We previously attempted to assemble the genome sequence of S. complicata using 454 (Roche) sequences (5) and Illumina paired-end read pairs (6). Although these previous assemblies were of a large number of small contigs, at 7,981 contigs (13.0 Mbp) (5) and 1,800 contigs (14.2 Mbp) (6), respectively, we found that the amino acid sequences of protein-coding genes identified on the contigs showed the highest similarity to proteins of Pezizomycotina (5, 6).

To elucidate the detailed characteristics of the S. complicata genomic DNA sequences, we have refined the genome assembly with additional sequencing of mate-paired DNA libraries of this species. We generated a total of 11.4 million paired-end read pairs (700-bp insert and 100 bp in length) and a total of 23.7 million mate-paired read pairs (6.2 million 3-kb-, 6.2 million 5-kb-, 5.3 million 10-kb-, and 6.0 million 15-kb-long-insert read pairs), respectively, using Illumina HiSeq and MiSeq sequencers. The read pairs were dereplicated by Fulcrum (7) and assembled using the SPAdes assembler (8). The assembly of the dereplicated read pairs by using 21 to 89 bp for the k-mer size option yielded a set of 104 contigs of ≥1 kb, whose total size and N50 are 14.1 Mb and 239 kb, respectively.

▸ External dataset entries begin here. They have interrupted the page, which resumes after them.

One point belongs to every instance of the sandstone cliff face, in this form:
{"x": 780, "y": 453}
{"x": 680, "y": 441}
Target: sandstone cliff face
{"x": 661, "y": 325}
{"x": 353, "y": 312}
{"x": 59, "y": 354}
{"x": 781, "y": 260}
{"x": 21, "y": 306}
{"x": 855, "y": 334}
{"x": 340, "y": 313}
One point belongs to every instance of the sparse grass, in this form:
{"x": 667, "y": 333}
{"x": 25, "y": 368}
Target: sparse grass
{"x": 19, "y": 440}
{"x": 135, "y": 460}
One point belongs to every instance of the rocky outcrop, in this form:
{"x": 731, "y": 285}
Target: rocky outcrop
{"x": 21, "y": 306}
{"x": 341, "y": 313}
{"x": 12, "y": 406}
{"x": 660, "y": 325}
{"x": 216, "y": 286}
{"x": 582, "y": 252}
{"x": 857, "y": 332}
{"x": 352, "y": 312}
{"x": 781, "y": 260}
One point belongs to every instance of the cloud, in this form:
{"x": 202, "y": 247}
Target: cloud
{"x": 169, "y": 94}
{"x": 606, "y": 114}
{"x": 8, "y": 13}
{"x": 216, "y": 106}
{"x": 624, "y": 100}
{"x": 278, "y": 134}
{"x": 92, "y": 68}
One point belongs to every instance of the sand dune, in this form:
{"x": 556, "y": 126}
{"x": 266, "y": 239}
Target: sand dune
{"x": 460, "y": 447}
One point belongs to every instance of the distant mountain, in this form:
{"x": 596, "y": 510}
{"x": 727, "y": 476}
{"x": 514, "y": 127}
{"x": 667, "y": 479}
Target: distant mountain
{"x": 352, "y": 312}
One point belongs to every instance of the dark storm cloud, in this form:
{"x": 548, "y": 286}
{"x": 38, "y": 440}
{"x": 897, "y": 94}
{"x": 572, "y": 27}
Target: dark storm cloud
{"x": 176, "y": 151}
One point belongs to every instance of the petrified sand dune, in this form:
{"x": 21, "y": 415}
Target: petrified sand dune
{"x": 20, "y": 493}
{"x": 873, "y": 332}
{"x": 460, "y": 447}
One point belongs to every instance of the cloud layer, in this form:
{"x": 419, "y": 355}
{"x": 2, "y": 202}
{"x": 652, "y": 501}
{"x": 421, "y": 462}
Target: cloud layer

Using Augustus (9), a gene prediction software based on the alignment of expressed sequences to the genome, we have determined coding sequences (CDSs) of the genes expressed on the assembled genome of Saitoella according to the gene model of Aspergillus nidulans, which is thought to have some taxonomic proximity to Saitoella. Based on the exon coordinates mapped by a total of 89.3 million RNA sequencing (RNA-seq) paired-end read pairs (100 bp in length) uniquely mapped to the genome by BLAT (10), Augustus identified 6,933 protein-coding genes (7,119 transcripts, including alternative splicing forms) on the Saitoella genome. All this computational work was done on the NIG Supercomputer system (11).

Nucleotide sequence accession numbers.

The DNA sequences have been deposited in DDBJ under the accession numbers BACD03000001 to BACD03000104.